Finally, Kansas boosts plan to address problem gambling.
When Kansas got into the gambling business, state officials knew the income to the state would be beneficial.
They also knew there would be serious problems as some gamblers racked up painful financial losses.
Whether it's lotteries, Keno, scratch tickets or casino gambling, Kansans interested in trying their luck in hopes of cashing in have choices.
While the majority of Kansans who gamble do so in moderation, evidence in recent years has pointed to a surge in gamblers who do go too far, and experience personal financial crises and other problems.

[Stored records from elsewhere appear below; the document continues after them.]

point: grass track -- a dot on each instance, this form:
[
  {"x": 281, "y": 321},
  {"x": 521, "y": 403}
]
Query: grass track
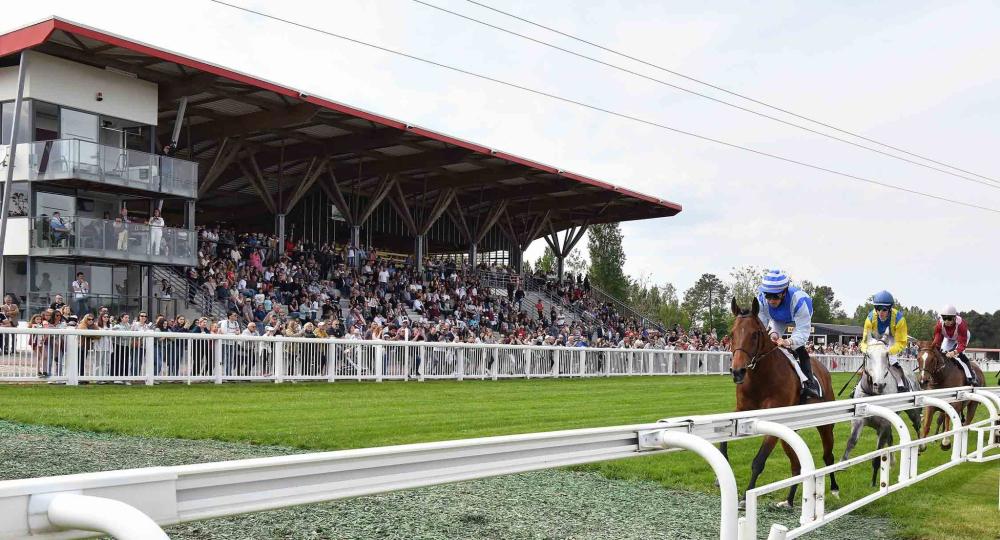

Unfortunately, with new casinos popping up and access to gambling becoming more convenient, the state stumbled in offering help for those gamblers with serious issues.
State law requires 2 percent of the state's net casino revenue to be put into a problem gambling fund. But the state reportedly took casino and lottery revenues that should have gone to programs to help Kansans with gambling and other addictions, and spent them on other government services.

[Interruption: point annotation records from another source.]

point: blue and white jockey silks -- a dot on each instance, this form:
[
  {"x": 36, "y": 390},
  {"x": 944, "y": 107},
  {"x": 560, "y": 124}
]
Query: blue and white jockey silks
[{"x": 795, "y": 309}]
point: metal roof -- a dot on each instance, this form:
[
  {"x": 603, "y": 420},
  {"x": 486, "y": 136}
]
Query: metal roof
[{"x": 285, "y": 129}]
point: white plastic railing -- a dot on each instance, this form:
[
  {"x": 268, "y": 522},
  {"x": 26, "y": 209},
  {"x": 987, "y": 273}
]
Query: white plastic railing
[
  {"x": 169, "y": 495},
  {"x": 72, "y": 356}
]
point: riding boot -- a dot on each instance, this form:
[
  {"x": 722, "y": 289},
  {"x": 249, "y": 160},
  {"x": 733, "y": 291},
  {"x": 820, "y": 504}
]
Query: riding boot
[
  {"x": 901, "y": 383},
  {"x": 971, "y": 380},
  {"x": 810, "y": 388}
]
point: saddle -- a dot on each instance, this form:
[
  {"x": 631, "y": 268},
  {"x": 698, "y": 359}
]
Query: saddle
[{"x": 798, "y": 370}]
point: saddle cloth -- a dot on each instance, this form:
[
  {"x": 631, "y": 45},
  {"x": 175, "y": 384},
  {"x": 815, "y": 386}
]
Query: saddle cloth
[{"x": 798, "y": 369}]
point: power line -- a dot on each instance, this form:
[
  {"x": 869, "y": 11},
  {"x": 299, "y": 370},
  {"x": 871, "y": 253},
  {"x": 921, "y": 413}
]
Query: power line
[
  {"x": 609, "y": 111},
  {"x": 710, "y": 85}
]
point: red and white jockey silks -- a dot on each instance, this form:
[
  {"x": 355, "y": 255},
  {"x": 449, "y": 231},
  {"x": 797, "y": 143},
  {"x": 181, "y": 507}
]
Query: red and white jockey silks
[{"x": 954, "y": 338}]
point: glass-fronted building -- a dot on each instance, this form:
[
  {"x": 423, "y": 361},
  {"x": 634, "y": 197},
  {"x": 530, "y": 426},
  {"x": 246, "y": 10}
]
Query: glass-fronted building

Early statistics after casino gambling took off showed thousands of Kansans in trouble because of their gambling, with only a scant few receiving assistance from the fund.
Kansas had no business leaning on gamblers for significant state funding, then snatching away dollars set aside to address problems.

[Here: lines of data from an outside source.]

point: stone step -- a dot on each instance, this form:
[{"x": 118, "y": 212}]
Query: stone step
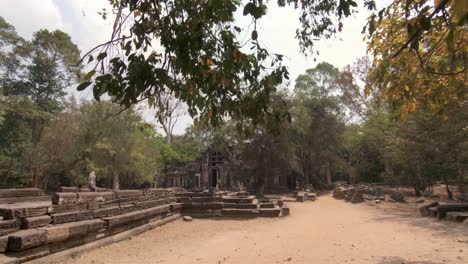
[
  {"x": 241, "y": 205},
  {"x": 443, "y": 209},
  {"x": 267, "y": 205},
  {"x": 62, "y": 232},
  {"x": 269, "y": 212},
  {"x": 73, "y": 216},
  {"x": 200, "y": 199},
  {"x": 36, "y": 221},
  {"x": 26, "y": 239},
  {"x": 457, "y": 216},
  {"x": 215, "y": 205},
  {"x": 241, "y": 213},
  {"x": 135, "y": 216},
  {"x": 6, "y": 193},
  {"x": 9, "y": 226},
  {"x": 237, "y": 200}
]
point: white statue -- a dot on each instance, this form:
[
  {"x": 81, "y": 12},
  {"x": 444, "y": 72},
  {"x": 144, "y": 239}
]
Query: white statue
[{"x": 92, "y": 181}]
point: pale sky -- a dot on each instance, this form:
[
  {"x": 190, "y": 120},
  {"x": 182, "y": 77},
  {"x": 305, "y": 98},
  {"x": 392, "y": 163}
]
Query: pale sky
[{"x": 80, "y": 20}]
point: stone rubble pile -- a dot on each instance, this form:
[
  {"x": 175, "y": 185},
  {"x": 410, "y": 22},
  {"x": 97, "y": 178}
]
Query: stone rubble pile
[{"x": 30, "y": 230}]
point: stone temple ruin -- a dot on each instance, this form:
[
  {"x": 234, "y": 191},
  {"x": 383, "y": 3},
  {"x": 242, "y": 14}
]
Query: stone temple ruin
[
  {"x": 454, "y": 211},
  {"x": 46, "y": 229},
  {"x": 223, "y": 170}
]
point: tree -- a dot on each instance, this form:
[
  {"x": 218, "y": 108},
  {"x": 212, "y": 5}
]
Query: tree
[
  {"x": 438, "y": 81},
  {"x": 317, "y": 121},
  {"x": 168, "y": 110},
  {"x": 38, "y": 70}
]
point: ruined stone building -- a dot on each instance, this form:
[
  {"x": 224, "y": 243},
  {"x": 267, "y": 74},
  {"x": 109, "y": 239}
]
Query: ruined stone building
[{"x": 225, "y": 170}]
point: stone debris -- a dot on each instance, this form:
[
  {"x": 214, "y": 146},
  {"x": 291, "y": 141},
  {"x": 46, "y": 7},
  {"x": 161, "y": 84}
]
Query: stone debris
[{"x": 187, "y": 218}]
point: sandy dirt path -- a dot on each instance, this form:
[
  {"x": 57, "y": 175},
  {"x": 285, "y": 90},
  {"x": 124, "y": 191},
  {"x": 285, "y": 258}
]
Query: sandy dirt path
[{"x": 320, "y": 232}]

One recent attempt to help has arrived in a new public awareness campaign from the Kansas Responsible Gambling Alliance.
The campaign, "Know Your Limits," asks Kansans who gamble to assess their gambling attitudes and behaviors, and understand their risk or predisposition toward a more serious disorder.
Certified gambling counselors have been enlisted in Kansas, and treatment is available at no out-of-pocket cost to problem gamblers, family members and friends who may be concerned about a gambler's situation.
The state's problem gambling initiatives also include training opportunities for behavioral health professionals, grants for community outreach and prevention and a voluntary exclusion program.
Overdue as they may be, such efforts are needed in a state that's been eager to cash in on gambling receipts, but slow to come to the table with adequate assistance for gamblers in trouble.